At the highest end, there's Mogami cables, but we don’t feel there's much benefit to cables that plush. A better compromise is something like the Ernie Ball Flat Angle Patch Cable or Fender Angled Jack Patch Cable, which are still premium, but not excessively so. In the case of the Ernie Ball, they also come in a pancake version, ideal for tighter pedalboards.
Best patch cables: Product guide
There's not a lot to say about this cable. Like Planet Waves' larger offerings, it's solidly built, and the stealth black aesthetic is to the point. They're shielded to reduce noise, and are made in the USA.

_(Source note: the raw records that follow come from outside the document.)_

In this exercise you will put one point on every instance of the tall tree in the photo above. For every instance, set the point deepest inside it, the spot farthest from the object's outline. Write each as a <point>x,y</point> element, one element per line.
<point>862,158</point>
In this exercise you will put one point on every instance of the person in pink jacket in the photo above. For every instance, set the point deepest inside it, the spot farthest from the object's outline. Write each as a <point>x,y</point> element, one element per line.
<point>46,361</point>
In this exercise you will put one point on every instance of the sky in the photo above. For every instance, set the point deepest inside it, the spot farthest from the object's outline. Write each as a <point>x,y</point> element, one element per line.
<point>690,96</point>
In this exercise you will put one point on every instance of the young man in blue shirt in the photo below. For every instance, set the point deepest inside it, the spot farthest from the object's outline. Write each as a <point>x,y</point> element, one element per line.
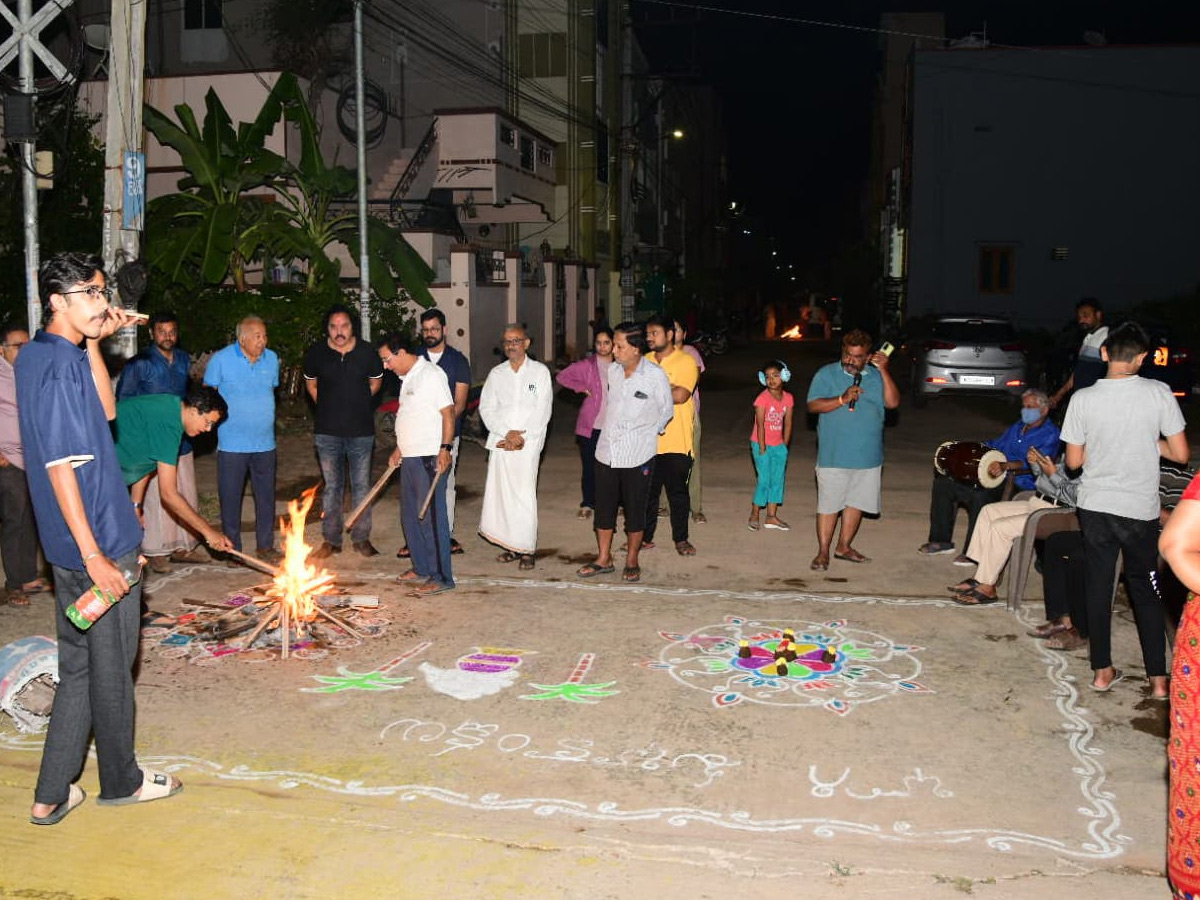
<point>90,535</point>
<point>849,397</point>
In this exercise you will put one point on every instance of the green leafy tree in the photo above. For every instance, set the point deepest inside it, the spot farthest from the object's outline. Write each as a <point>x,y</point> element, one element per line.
<point>214,226</point>
<point>312,39</point>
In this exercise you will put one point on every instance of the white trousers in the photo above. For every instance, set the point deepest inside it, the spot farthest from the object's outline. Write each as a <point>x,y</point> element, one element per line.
<point>996,529</point>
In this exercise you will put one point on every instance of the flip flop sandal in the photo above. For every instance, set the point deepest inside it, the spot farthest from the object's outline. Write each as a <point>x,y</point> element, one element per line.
<point>430,588</point>
<point>591,570</point>
<point>155,786</point>
<point>973,598</point>
<point>1049,629</point>
<point>76,797</point>
<point>852,557</point>
<point>1117,676</point>
<point>1069,640</point>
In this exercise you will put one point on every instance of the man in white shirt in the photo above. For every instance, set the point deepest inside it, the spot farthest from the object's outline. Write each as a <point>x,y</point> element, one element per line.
<point>424,441</point>
<point>640,407</point>
<point>515,407</point>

This three-pack option is affordable enough that you could wire up a smaller pedalboard cheaply. All three cables in the pack are the same length, but Planet Waves also offer longer right-angle-to-right-angle patch cables up to a length of 3 feet.
They even offer a double-ended jack for the very tightest of spaces, but beware – we've found this kind of inline connector to be prone to breaking.
Where you can get them, the Donner low-profile patch cables are one of the best value options on the market. They have a robust metal pancake jack, and a large pack size of six.
They're copper shielded, with oxygen-free copper for low noise. Donner claims that the polyethylene insulator they use is more heat resistant and durable than using PVC, but we can't recall ever having an issue with insulation sheath damage.
Six packs are available with lengths of either 15cm or 30cm, meaning that all but the longest cable runs should be covered.
For some reason, distribution and availability is spotty for these cables.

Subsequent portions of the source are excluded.